Today, I bring you, on this feminist Friday, the first of a series by Part Time Monster Contributor Cat. She is my dearest friend, certainly my longest-running companion (we’ve been friends all our lives), and she and her wife, Heather, have recently gotten married.

Some of you have seen Sourcerer’s posts on marriage equality this week. If you haven’t, go here, here, here, and then here. Here at the Monster, I’ve written about being a Southern liberal who wants marriage equality. But we’ve been unable to hear an important voice, that of a contributor who is actively engaged in this struggle not just because she’s an activist but because who she loves makes her a part of a struggle–and Cat seems ready, now, to shout about it. So here’s her story, her words–her voice.

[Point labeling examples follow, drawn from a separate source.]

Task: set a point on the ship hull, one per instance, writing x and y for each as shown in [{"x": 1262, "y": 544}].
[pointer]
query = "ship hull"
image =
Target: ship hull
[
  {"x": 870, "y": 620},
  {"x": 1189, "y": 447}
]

I’ve always been an advocate for equality. I wrote a pro-Obama article in one of the most conservative newspapers in the state back when Obama wasn’t even cool among the Millennials of my small town, right after Dreams from My Father, and right before his famous speech at the Democratic National Convention. I’ve written pieces about income equality, equality in the work place, women’s rights and minority justice. However, on the biggest civil rights issue of our time, I’ve remained mostly silent. I was too close to it, a woman in love and engaged to be married during the fight for marriage equality.  I guess I just wanted my marriage to be my marriage. Not a fight. Not a struggle. Not a statement.

When I met my now wife Heather in 2010 I was a divorced, bi-sexual mother of two with a barely middle income job and my very first bought-it-all-by-myself vehicle. The first night I saw her, I wanted her. And eventually, I got her. But this isn’t our love story, it’s our wedding story, and it should be one and the same, but it isn’t.

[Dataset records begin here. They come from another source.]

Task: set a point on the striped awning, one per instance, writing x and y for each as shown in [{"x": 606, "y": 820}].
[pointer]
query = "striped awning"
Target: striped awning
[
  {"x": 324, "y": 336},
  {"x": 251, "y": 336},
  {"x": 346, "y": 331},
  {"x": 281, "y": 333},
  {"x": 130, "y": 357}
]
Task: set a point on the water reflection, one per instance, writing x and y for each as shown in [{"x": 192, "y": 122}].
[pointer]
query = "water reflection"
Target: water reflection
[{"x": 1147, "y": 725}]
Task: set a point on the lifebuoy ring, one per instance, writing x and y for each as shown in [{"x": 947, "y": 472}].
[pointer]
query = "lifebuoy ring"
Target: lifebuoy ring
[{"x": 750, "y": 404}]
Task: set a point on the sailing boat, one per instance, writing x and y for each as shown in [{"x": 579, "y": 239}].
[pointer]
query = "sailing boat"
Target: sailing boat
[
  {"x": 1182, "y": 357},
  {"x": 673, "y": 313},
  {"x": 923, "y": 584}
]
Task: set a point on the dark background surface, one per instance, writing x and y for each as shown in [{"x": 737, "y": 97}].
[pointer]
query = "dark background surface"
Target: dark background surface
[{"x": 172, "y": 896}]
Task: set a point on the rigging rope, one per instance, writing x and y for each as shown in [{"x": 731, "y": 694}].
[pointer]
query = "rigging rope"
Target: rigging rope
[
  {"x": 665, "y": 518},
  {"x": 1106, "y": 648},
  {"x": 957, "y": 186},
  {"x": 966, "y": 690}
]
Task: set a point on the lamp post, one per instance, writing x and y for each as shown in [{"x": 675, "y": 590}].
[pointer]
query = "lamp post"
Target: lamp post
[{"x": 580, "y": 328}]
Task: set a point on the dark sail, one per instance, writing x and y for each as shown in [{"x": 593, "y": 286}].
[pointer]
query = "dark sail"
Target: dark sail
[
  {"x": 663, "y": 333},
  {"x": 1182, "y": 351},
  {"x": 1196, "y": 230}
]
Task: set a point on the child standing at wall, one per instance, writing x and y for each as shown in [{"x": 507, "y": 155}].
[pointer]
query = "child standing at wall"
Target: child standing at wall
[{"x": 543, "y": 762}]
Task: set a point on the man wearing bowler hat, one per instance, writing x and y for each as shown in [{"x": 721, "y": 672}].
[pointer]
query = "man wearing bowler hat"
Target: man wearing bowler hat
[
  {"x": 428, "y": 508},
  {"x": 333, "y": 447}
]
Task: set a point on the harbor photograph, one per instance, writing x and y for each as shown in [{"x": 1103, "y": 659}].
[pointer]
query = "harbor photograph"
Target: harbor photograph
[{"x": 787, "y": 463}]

When she asked me to marry her, I said yes. However, I didn’t really think we would ever get married. When she asked me, she didn’t think we would ever get married. Not that we didn’t love each other and want that commitment. We planned a wedding that wouldn’t be recognized by anyone but our friends and family who chose to gather and celebrate with us. Even this limited version of marriage was actually more than either of us thought possible when we  were little girls with confusing dreams of other girls.

Growing up in the extreme south in the late 1980’s and early 1990’s, there were not a lot of examples of functional gay and lesbian relationships. Of course the caricatures of Will and Grace and Ellen were coming through on the TV, but I always felt like these were only TV people and that people like that didn’t really exist. In my hometown, LGBT adults were talked of in whispers behind the hand. A local businessman was caught in drag late one night with his boyfriend in his back office and we prayed for his family. Then we smiled knowing, sad smiles at his wife. The daughter of the only out lesbian I knew wasn’t shunned. No, we were a Christian town. We gave her sticky, sweet smiles and included her in things just to to do our Christian duty.

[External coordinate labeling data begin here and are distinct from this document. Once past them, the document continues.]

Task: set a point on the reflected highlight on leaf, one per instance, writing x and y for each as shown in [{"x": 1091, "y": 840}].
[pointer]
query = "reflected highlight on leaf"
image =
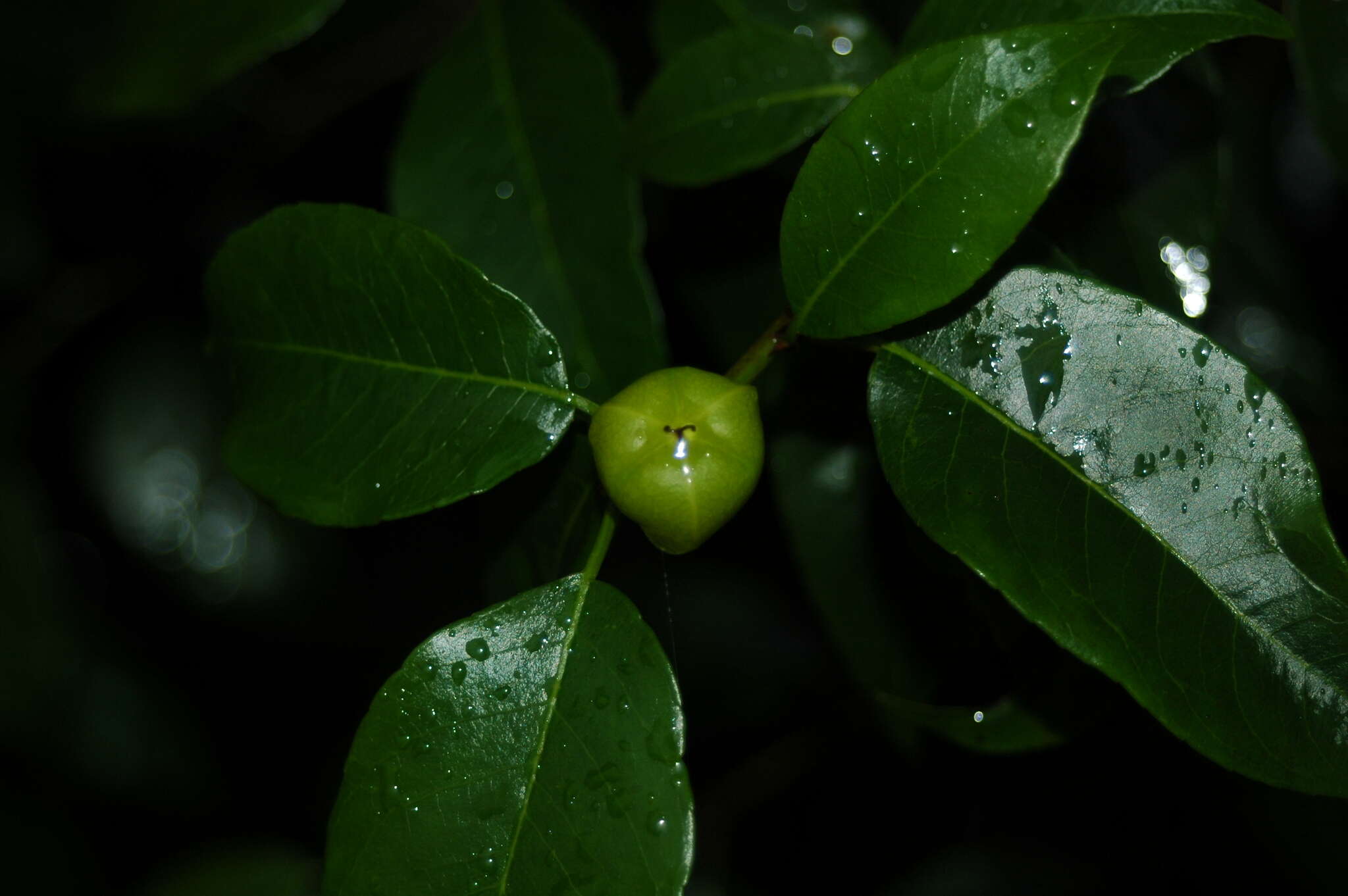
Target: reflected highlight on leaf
[{"x": 1157, "y": 514}]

Being a lesbian just wasn’t an option in my head. And being bi? Well that is what all the attention seeking girls did for the guys. Women who actually enjoyed both men and women–I didn’t have a real idea of that. For one who prides herself on believing the impossible, my ignorance blinded even my inner spirit from dreaming into being the life and love I have now.

So when this beautiful creature asked me to be her wife, while both of us wanted it, we had a hard time envisioning the reality. After all, we would have to travel thousands of miles and navigate a pile of political red tape to be “really married” and we wouldn’t get anything for it but a piece of paper. No, the marriage we were planning on the beaches of Mississippi was as real as marriage would ever get for us, and we were ok with that.